Lazos died in Cuernavaca in 2010.

==Career==
In 1957 she became a founding member of the Instituto Regional de Bellas Artes of Cuernavaca (IRBAC), which supported her work throughout her career. Starting in 1965, she gave classes in painting and origami to children at the institution. Her teaching career extended into kindergarten for much of her career, and from 1975, at the Dirección General de Capacitación y Mejoramiento Profesional del Magisterior, Centro Regional No. 16.

Lazo’s first individual exhibition was at the Trini Gallery in Cuernavaca in 1960. Since then, her work has been exhibited in Mexico, the United States and into South America. Many of her individual exhibitions were in Mexico in venues such as Trini Gallery, Galería 5, Calmecac Gallery, the Salón de la Plástica Morelense, the Palacio de Cortés, the Van Gelder Art Gallery, the Instituto Municipal de Bellas Artes in Cuautla and others. In 1975, a national exhibition of her work was sponsored by the Unión Feminina de Escritoras y Locutoras of Mexico City, for the International Year of the Woman.

In 1968, the Museum of the University of Memphis acquired two of her works, which opened the US market to her.

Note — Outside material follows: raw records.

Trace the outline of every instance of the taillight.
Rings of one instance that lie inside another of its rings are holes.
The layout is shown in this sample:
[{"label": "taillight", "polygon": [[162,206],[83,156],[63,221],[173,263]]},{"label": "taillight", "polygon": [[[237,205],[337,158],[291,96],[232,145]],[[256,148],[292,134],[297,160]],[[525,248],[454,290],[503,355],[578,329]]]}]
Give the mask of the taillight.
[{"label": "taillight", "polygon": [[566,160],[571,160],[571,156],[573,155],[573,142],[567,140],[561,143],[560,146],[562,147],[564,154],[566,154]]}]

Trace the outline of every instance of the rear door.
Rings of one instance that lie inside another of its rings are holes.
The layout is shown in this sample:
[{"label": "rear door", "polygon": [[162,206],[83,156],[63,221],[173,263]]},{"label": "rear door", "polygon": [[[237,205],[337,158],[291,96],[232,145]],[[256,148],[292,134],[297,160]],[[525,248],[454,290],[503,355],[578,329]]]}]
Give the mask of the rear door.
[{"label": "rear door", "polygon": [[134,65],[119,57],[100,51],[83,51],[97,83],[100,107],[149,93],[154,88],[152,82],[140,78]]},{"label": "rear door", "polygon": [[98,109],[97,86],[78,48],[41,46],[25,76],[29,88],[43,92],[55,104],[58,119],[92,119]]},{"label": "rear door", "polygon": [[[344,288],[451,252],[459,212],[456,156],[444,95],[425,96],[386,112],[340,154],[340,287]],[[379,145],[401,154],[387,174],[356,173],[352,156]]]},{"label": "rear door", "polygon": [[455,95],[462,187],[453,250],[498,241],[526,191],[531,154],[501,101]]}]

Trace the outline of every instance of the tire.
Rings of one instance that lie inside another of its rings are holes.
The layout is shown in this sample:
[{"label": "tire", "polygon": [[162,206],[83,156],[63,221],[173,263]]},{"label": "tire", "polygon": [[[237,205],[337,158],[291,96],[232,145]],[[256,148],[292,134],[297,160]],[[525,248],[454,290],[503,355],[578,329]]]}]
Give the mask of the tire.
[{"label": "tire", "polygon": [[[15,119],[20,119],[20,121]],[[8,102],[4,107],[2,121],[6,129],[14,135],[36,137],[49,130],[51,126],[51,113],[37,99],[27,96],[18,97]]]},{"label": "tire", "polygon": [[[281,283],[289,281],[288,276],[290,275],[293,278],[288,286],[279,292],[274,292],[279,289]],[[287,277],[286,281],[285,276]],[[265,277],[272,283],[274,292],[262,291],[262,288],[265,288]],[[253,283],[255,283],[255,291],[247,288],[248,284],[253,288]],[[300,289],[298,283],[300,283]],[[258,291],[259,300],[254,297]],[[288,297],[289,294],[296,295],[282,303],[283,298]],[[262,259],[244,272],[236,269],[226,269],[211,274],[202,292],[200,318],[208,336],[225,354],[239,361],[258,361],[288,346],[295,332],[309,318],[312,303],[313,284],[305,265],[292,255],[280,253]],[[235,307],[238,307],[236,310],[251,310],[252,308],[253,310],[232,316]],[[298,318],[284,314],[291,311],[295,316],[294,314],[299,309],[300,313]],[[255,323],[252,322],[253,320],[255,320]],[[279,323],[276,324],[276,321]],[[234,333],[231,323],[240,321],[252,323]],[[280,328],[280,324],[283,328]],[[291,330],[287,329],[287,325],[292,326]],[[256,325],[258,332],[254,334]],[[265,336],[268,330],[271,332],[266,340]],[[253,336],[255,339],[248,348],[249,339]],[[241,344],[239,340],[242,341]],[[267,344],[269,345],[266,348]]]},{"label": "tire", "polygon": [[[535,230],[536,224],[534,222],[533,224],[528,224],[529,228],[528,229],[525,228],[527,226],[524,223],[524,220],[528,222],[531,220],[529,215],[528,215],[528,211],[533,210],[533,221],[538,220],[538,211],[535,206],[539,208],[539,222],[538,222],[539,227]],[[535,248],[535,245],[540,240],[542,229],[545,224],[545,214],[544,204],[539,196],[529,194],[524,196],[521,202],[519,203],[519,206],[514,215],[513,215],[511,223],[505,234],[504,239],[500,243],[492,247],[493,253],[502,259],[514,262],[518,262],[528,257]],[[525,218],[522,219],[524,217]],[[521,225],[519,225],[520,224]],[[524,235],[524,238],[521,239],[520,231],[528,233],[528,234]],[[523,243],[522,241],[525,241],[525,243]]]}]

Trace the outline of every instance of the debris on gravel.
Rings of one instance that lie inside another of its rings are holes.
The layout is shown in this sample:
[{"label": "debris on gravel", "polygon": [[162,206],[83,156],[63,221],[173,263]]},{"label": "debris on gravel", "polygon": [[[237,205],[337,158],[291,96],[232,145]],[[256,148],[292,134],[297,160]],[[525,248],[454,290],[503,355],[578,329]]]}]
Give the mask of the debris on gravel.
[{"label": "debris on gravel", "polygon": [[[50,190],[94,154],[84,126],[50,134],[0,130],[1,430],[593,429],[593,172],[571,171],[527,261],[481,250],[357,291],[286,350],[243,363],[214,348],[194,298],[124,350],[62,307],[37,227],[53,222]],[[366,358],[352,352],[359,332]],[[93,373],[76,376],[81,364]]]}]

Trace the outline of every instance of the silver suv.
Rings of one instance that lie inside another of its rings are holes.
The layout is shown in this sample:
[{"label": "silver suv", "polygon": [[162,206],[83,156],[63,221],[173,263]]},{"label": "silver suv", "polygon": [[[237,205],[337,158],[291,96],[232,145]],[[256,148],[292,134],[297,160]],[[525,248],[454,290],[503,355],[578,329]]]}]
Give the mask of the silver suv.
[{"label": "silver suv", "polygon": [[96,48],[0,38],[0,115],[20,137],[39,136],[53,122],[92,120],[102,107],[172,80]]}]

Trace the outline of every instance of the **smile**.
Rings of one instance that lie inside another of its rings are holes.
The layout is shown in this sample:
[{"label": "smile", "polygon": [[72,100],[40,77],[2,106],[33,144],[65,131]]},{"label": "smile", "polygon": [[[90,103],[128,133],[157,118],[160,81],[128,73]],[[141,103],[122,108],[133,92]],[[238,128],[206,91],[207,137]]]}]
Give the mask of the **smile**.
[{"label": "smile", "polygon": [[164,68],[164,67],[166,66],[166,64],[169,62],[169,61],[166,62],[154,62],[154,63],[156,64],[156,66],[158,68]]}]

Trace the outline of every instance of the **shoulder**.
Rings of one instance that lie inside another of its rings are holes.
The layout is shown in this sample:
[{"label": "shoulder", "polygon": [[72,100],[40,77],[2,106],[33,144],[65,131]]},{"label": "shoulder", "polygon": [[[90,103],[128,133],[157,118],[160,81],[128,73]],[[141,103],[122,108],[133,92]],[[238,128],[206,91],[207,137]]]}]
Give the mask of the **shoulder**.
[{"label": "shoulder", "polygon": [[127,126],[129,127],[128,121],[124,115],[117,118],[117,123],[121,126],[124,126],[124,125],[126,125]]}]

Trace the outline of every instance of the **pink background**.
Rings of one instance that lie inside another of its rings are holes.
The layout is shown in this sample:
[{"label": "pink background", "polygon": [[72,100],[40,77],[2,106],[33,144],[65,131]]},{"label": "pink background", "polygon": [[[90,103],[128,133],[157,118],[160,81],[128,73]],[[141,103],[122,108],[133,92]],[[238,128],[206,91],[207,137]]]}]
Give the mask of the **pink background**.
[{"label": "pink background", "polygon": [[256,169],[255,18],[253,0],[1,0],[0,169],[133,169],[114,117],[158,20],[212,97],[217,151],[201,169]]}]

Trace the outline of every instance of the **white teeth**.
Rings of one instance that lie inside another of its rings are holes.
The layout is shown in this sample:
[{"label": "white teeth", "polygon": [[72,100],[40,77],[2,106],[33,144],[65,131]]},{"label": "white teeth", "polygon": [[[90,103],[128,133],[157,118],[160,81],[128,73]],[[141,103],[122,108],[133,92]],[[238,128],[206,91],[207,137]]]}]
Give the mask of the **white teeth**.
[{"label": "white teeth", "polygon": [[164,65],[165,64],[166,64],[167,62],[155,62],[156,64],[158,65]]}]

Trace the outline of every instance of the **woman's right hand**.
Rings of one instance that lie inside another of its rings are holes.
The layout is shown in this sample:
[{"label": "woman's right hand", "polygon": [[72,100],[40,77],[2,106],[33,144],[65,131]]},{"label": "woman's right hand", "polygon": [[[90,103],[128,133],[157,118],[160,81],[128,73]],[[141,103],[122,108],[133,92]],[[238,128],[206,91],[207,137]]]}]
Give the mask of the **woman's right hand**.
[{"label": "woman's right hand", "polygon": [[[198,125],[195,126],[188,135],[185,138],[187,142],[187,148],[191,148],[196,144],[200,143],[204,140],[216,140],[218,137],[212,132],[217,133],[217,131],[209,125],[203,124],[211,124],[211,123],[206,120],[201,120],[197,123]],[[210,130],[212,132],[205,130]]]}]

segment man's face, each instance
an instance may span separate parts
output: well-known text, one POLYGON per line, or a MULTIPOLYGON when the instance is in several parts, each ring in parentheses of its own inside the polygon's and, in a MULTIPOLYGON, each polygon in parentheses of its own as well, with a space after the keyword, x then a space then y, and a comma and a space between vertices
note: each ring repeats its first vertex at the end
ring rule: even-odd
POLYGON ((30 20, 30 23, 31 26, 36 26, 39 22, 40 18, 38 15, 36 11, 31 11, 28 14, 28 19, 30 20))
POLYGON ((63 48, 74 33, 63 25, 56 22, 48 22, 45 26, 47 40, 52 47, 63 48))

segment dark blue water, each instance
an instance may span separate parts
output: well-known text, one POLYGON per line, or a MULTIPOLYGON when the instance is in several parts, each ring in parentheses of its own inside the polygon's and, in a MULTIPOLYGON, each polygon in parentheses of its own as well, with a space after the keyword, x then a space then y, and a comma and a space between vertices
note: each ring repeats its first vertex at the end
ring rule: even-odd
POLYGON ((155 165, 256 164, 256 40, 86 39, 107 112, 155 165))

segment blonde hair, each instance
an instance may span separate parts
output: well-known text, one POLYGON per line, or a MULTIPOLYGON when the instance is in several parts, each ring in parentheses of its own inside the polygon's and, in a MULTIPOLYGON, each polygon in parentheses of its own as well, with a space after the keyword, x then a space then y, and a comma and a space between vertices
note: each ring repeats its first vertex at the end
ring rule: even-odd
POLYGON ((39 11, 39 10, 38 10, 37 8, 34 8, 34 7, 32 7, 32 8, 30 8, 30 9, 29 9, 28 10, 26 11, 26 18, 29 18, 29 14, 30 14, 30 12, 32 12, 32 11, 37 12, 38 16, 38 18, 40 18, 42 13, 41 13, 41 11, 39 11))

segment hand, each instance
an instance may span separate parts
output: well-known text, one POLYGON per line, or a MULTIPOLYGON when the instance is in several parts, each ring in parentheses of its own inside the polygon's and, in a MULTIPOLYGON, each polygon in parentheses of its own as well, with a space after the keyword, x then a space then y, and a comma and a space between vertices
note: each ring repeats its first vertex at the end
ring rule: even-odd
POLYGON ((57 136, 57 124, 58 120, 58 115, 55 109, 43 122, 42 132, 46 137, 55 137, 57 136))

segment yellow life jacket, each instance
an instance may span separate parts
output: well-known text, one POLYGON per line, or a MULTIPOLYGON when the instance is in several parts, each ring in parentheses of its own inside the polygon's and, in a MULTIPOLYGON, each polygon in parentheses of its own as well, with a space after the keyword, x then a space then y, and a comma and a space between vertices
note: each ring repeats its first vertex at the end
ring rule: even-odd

Lazo’s first recognition was an honorific mention at the V Salón de Pintura at the National Autonomous University of Mexico. Later in her life, she received the Quetzalcoatl Prize from a panel that included the news agency Vibraciones de la Ciudad and the Pinacoteca del Reclusorio Oriente. She donated two works to the latter institution. She was also inducted into the Salón de la Plástica Mexicana where she remained active until her death in 2010.